Priest is Scott Stewart’s take on Hyung Min-woo’s cult Korean comic book of the same name – but it is only the name as the story takes nothing from the original work, but instead revolves around a warrior priest living in a scorched world due to an age old battle between vampires and humans, who defies his vows and travels into the wilderness to rescue his kidnapped niece. What sounds like a great story is soiled by an extremely heavy reliance on already seen ideas and very clichéd dialogue – even though its style looks spectacular it is not really enough wash over the hackneyed plot, lack of characterisation and super quick pacing. There are plenty of good ideas hidden within the film, even though many of them have been seen before, but with a little thought and a little more time to explore the world, this could have been a great little film with even the potential for a franchise.

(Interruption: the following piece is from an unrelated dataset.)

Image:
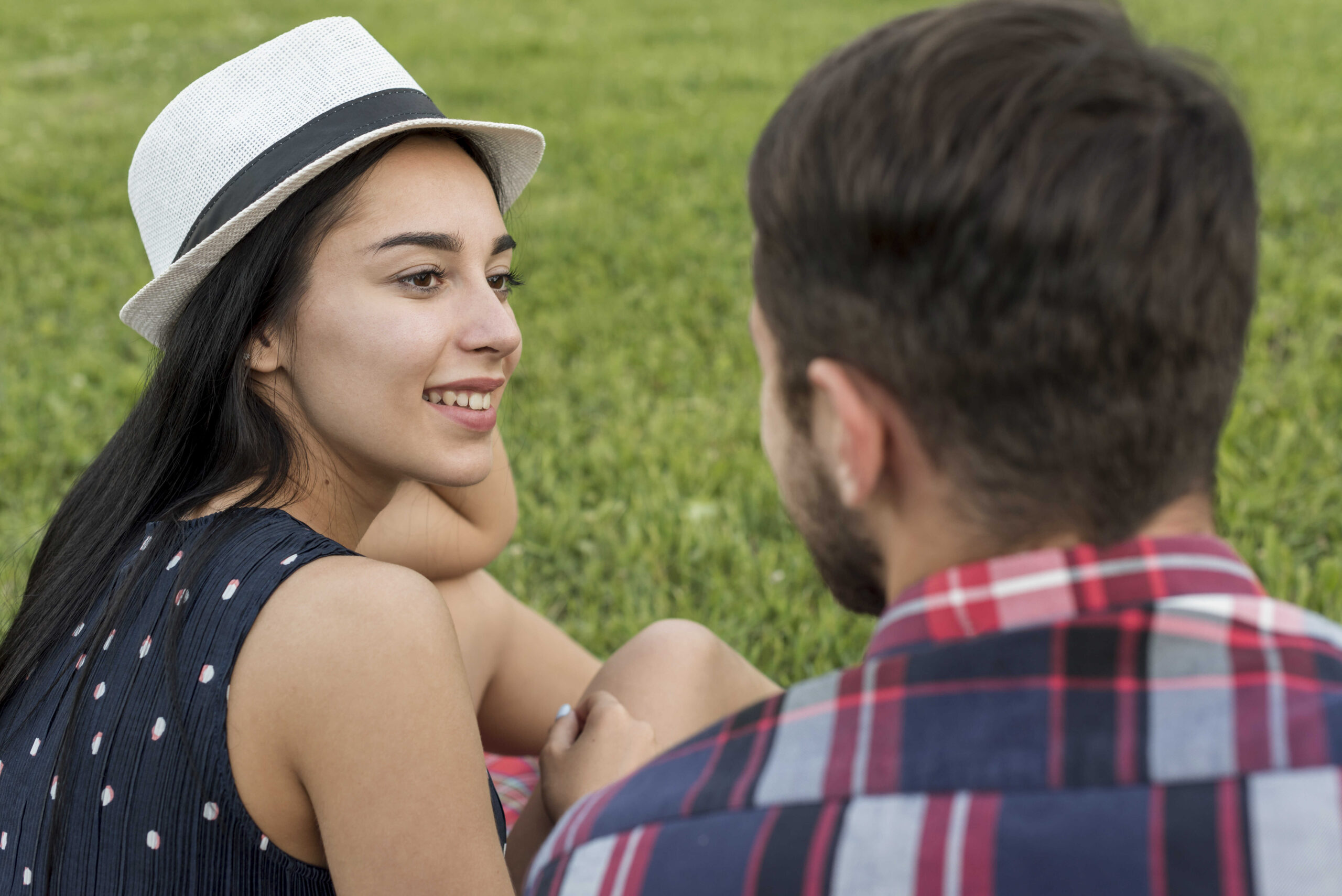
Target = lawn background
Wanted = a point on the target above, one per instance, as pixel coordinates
(633, 419)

As it is we are left with a critical mess, that whilst nowhere near as bad as many make out, certainly won’t have very many fans.
As a 3D Blu-ray set, Sony have gone all out to provide a spectacular package, the 3D is very plain and flat, and totally a function of a very naff conversion process, whilst the sound and extras package are reference all the way. Personally I don’t see this as a good advert for 3D, the film arguably looks better in its 2D form and that, therefore, makes this disc somewhat redundant. A shame.